Security: PGP Responds to Cold Boot Attack Paper (February 2008)

PGP Responds to Cold Boot Attack Paper (February 2008)
SANS NewsBites Vol. 10 Num. 16, 02/26/08

PGP has posted a response to the recently published paper about the Cold Boot Attack, which describes how attackers with physical access to computers can take advantage of the fact that some encryption products store their keys in DRAM. PGP stresses the fact that attackers require physical access to the machines to conduct this sort of attack, and also points out that "all security tools techniques ... are designed to address specific threat models.
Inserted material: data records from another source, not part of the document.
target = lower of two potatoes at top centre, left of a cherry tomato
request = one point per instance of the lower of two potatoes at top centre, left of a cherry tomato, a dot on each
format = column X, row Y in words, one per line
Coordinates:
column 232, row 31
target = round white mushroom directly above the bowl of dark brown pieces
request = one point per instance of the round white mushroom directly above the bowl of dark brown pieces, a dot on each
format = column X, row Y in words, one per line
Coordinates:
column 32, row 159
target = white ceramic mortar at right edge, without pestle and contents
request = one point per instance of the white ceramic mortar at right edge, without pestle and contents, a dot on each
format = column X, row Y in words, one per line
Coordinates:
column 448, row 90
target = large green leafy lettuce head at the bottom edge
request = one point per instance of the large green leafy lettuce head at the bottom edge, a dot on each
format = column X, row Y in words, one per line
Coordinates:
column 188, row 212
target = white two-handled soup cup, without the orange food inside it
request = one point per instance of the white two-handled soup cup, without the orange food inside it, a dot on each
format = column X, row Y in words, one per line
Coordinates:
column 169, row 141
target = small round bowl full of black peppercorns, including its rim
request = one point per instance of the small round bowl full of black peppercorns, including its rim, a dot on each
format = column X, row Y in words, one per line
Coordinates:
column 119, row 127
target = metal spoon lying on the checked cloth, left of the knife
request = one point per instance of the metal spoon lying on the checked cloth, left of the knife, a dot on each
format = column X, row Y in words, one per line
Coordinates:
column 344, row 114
Achieving comprehensive security in any given environment requires using a combination of security measures."

http://www.pgp.com/newsroom/cold_boot_attack_response.html

[Editor's Note (Northcutt): Good for PGP, calling all crypto vendors, we would love to highlight your cold boot responses as well, if you have posted a white paper on the subject, please send the link to stephen@sans.edu and copy isc@sans.org.

(Internet Storm Center: Frantzen) Excellent information from PGP is included in their answer, and it should be used to construct guidance for users of their tools. All vendors should release similar information needed to create such guidance.

- - For PGP WDE: the guidance is that if you "sleep" your laptop and it get's stolen the keys are still in RAM. They claim hibernating removes the keys from RAM.

- - For PGP Virtual Disk, the disk images need to be unmounted in order to remove the key from RAM.

At the Internet Storm Center were are collecting this guidance in an article. Vendors and users are invited to contribute.]